Wednesday 24 October 2012

Cabin Fever

I've been in this compound for three weeks now, with brief excursions to the shops, a Saturday afternoon walk and a trip to a Turkish restaurant where we shared no common language with any of the waiting staff.  Meanwhile on my doorstep is Sulaimaniyah, whose throbbing nightlife Lonely Planet urges travellers to visit before the hordes arrive.

Soon I will be living in a windowless house in Baghdad so I should probably save a post called Cabin Fever for then, but at least then I won't have a sixth floor balcony looking out over town.  Just over the compound fence is Sarchinar football club.  When I watch their Friday afternoon game from my balcony I am reminded of the Far Side cartoon where a cat presses itself against a window through which two trucks have collided and spilled their contents.  The trucks are labelled Bob's Assorted Rodents and Al's Small Flightless Birds.

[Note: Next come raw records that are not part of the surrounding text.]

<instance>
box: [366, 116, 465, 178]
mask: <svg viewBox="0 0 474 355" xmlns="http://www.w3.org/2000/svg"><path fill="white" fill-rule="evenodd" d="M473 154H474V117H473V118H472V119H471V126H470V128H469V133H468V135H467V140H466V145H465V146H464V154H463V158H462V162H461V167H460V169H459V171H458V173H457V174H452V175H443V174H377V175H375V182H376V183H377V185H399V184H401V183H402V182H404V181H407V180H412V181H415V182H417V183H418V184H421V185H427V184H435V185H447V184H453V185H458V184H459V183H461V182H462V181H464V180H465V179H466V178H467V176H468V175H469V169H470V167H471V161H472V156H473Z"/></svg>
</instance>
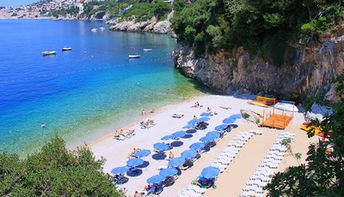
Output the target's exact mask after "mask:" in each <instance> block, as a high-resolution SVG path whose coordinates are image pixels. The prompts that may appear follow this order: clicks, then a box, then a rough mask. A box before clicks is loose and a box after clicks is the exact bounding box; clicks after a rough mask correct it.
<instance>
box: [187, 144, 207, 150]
mask: <svg viewBox="0 0 344 197" xmlns="http://www.w3.org/2000/svg"><path fill="white" fill-rule="evenodd" d="M204 147H205V144H204V143H202V142H196V143H193V144H191V145H190V146H189V148H190V149H192V150H195V151H198V150H201V149H203V148H204Z"/></svg>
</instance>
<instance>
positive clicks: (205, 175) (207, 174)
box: [201, 166, 220, 179]
mask: <svg viewBox="0 0 344 197" xmlns="http://www.w3.org/2000/svg"><path fill="white" fill-rule="evenodd" d="M201 174H202V177H204V178H206V179H213V178H216V177H217V176H218V175H219V174H220V170H219V169H218V168H216V167H213V166H209V167H207V168H204V169H203V170H202V173H201Z"/></svg>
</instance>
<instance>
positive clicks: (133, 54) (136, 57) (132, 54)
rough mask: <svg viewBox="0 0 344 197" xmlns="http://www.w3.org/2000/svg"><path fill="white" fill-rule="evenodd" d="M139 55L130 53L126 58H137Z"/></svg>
mask: <svg viewBox="0 0 344 197" xmlns="http://www.w3.org/2000/svg"><path fill="white" fill-rule="evenodd" d="M140 57H141V56H140V55H137V54H132V55H128V58H129V59H138V58H140Z"/></svg>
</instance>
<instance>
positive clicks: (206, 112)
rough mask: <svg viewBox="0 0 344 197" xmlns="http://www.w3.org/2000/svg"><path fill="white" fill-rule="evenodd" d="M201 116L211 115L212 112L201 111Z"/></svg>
mask: <svg viewBox="0 0 344 197" xmlns="http://www.w3.org/2000/svg"><path fill="white" fill-rule="evenodd" d="M201 116H203V117H206V116H213V114H211V113H208V112H203V113H202V114H201Z"/></svg>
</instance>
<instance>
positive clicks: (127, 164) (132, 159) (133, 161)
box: [127, 158, 144, 167]
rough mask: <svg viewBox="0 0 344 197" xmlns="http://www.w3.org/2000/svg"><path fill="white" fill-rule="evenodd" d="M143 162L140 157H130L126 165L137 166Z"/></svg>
mask: <svg viewBox="0 0 344 197" xmlns="http://www.w3.org/2000/svg"><path fill="white" fill-rule="evenodd" d="M143 163H144V161H143V160H142V159H138V158H134V159H130V160H128V161H127V166H129V167H137V166H140V165H142V164H143Z"/></svg>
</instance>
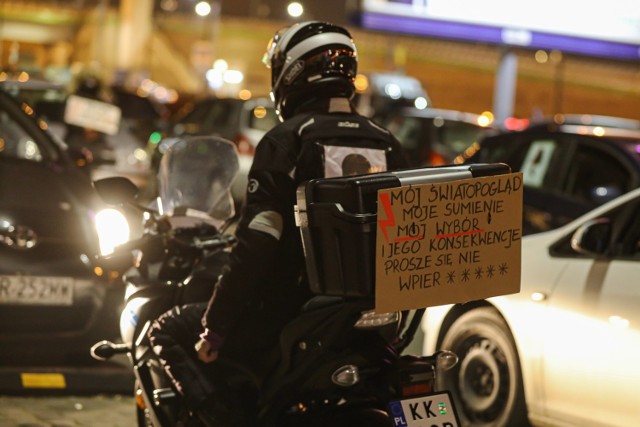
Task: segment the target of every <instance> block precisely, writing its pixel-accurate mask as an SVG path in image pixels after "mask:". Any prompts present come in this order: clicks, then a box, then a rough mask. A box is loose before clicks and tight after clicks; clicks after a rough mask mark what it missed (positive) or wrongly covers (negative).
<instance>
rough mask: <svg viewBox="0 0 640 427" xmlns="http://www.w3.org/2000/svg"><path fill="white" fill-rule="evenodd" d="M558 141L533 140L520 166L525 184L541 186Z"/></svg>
mask: <svg viewBox="0 0 640 427" xmlns="http://www.w3.org/2000/svg"><path fill="white" fill-rule="evenodd" d="M556 145H557V144H556V142H555V141H551V140H544V139H543V140H540V141H532V142H531V145H529V149H528V150H527V152H526V154H525V158H524V160H523V162H522V166H521V167H520V171H521V172H522V178H523V180H524V183H525V185H528V186H530V187H535V188H540V187H542V184H544V178H545V177H546V176H547V172H548V171H549V166H550V165H551V159H552V158H553V153H554V152H555V151H556Z"/></svg>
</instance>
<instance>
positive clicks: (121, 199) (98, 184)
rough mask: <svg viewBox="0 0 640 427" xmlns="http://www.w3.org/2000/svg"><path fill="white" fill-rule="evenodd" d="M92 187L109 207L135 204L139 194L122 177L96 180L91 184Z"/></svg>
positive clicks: (134, 188)
mask: <svg viewBox="0 0 640 427" xmlns="http://www.w3.org/2000/svg"><path fill="white" fill-rule="evenodd" d="M93 186H94V188H95V189H96V191H97V193H98V194H99V195H100V197H101V198H102V200H104V201H105V202H106V203H108V204H110V205H121V204H125V203H131V204H135V199H136V197H137V196H138V193H139V189H138V187H137V186H136V185H135V184H134V183H133V182H132V181H131V180H130V179H129V178H126V177H123V176H112V177H108V178H102V179H98V180H96V181H94V182H93Z"/></svg>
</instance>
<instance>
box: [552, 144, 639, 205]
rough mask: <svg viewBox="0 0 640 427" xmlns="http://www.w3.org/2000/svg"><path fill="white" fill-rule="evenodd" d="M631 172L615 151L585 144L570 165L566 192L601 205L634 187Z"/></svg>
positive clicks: (568, 171)
mask: <svg viewBox="0 0 640 427" xmlns="http://www.w3.org/2000/svg"><path fill="white" fill-rule="evenodd" d="M630 183H631V172H630V171H629V170H628V169H627V168H625V167H624V165H623V164H622V163H621V162H620V161H619V160H618V159H617V158H615V157H613V156H612V155H611V154H609V153H607V152H605V151H604V150H601V149H598V148H596V147H592V146H588V145H586V144H581V145H580V146H579V148H578V149H577V150H576V153H575V154H574V157H573V159H572V161H571V163H570V164H569V168H568V171H567V177H566V180H565V185H564V188H563V191H564V192H565V193H566V194H567V195H570V196H572V197H575V198H577V199H580V200H583V201H586V202H590V203H592V202H596V203H598V204H601V203H602V202H603V201H605V200H610V199H612V198H614V197H617V196H619V195H620V194H622V193H624V192H627V191H628V190H630V188H629V185H630Z"/></svg>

Venue for Friday's game: Rodents v Birds
Someone else who was desperate to get out was one of my colleagues, who has a hilarious story about his passage to England to seek asylum about a decade ago.  He made the channel crossing sitting on the  roof of the driver's cabin of a lorry, absolutely motionless for 13 hours to avoid detection.  Before his asylum hearing he'd been advised to pretend to speak no English, on the absurd basis that he must have been undeclared in Britain for months in order to learn it.  He duly starred at the judge and shrugged when asked any questions, but his cover was blown when the judge spotted him reading what she was writing down and she threw his case out.  He spent two more years in London, having further adventures, mostly in the pizza restaurant business.  Maybe I'll write more about him later.

I did get out last week to register as a resident of Kurdistan.  You are supposed to have a blood test to see if you are HIV positive and intend to share it with the locals, but for some reason they took one look at me and waived this requirement.  If I thought hard enough I could probably think of a reason to be offended.  I have an ID card that makes me look rather fat and incredibly smug.